Bapak Kina Indonesia Franz Wilhelm Junghuhn dan Thomas Stamford Raffles pernah mencoba menaklukkan Mahameru yang menurut kitab Tantu Pagelaran merupakan puncak jelmaan para dewa. Sayangnya mereka gagal. Perjalanan menuju Semeru sempat dikisahkan kembali oleh Raffles dalam bukunya The History of Java. GF Clignett menuntaskannya sebagai orang pertama yang menaklukkan Semeru pada 18 Oktober 1838, atau dua tahun setelah erupsi.
Seperti umumnya dataran tinggi di Indonesia, vegetasi alam Semeru diwarnai aneka tumbuhan tinggi berdaun serupa jarum seperti pinus, akasia, cemara, dan jamuju. Beragam perdu ikut tumbuh seperti alang-alang, harendong, dan edelweis yang merupakan tanaman khas pegunungan. Begitu pula fauna seperti macan kumbang, luwak, kijang, kancil, owa jawa, serta aneka burung.
Terdapat pula empat danau kecil atau ranu melengkapi keindahan Semeru. Keempatnya adalah Ranu Pani, Ranu Regulo, Ranu Kumbolo, dan Ranu Linggo Rekisi. Keempat ranu memiliki keunikannya masing-masing, namun Ranu Linggo Rekisi memiliki keistimewaan yang tak dimiliki oleh lainnya. Ranu ini dikelilingi oleh tebing hijau dan hutan lebat yang menjadi rumah bagi aneka satwa liar.
Rekisi diambil dari nama tanaman yang mengelilingi perairan danau seluas 2.500 meter persegi. Sedangkan linggo diambil dari bentuk ranu yang berbelok-belok. Sesungguhnya Ranu Linggo Rekisi terletak di kaki selatan Semeru, tepatnya di Dusun Darungan, Desa Pronojiwo, Kecamatan Pronojiwo, Kabupaten Lumajang. Dusun ini letaknya di ketinggian 830 mdpl.
Air danaunya menjadi sumber air bersih bagi lima dusun di sekitarnya seperti Dusun Ranu, Dusun Tulungagungan, Dusun Kalibening, Dusun Mulyoarjo, dan tentu saja Dusun Darungan. Masyarakat setempat lebih sering menyebut Ranu Linggo Rekisi sebagai Ranu Darungan dan terus melekat hingga hari ini.

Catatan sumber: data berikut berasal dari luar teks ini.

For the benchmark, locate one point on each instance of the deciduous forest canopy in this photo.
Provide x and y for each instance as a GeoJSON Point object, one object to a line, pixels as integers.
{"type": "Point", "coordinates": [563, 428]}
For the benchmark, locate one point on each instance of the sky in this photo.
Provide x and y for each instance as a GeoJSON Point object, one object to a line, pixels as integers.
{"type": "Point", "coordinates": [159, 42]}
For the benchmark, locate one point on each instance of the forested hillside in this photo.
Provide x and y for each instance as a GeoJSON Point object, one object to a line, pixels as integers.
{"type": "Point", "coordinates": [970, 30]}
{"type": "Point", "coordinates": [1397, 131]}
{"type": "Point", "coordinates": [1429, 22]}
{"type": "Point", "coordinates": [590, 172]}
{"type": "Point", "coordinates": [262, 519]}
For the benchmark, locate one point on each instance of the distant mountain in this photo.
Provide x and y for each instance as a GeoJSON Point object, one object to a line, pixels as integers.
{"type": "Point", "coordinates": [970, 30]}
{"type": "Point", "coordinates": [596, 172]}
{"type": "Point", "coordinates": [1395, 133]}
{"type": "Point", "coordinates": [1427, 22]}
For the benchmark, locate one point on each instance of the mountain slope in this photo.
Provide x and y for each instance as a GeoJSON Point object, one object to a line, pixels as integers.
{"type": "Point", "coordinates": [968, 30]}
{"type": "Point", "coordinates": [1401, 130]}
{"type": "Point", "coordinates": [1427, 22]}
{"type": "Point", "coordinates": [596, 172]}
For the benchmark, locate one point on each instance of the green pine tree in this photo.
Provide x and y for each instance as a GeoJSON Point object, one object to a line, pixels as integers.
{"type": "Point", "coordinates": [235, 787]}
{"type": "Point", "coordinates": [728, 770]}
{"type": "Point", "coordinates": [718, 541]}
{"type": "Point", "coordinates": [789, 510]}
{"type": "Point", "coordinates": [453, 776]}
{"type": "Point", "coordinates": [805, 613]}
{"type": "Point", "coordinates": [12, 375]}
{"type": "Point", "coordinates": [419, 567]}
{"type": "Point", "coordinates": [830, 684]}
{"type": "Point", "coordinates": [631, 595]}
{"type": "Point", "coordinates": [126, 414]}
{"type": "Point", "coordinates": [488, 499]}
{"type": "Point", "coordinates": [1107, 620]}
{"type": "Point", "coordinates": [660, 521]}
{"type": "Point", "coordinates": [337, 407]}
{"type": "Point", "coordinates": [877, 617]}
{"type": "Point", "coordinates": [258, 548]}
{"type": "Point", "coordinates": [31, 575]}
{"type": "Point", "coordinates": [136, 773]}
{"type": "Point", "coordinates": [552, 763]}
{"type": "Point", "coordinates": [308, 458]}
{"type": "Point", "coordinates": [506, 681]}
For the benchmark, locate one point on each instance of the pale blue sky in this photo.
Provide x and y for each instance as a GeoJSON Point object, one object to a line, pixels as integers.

Ranu Darungan masuk ke dalam wilayah pemanfaatan lahan Balai Besar TNBTS. Artinya, masyarakat setempat diperbolehkan memanfaatkan sumber daya alam tanpa merusak ekosistem yang ada. Selanjutnya pengelolaan Resor Ranu Darungan di bawah Seksi Pengelolaan Taman Nasional (SPTN) Wilayah IV Pronojiwo. Kawasan seluas sekitar 3.557,41 hektare ini terdapat 53 spesies dari 22 marga anggrek epifit.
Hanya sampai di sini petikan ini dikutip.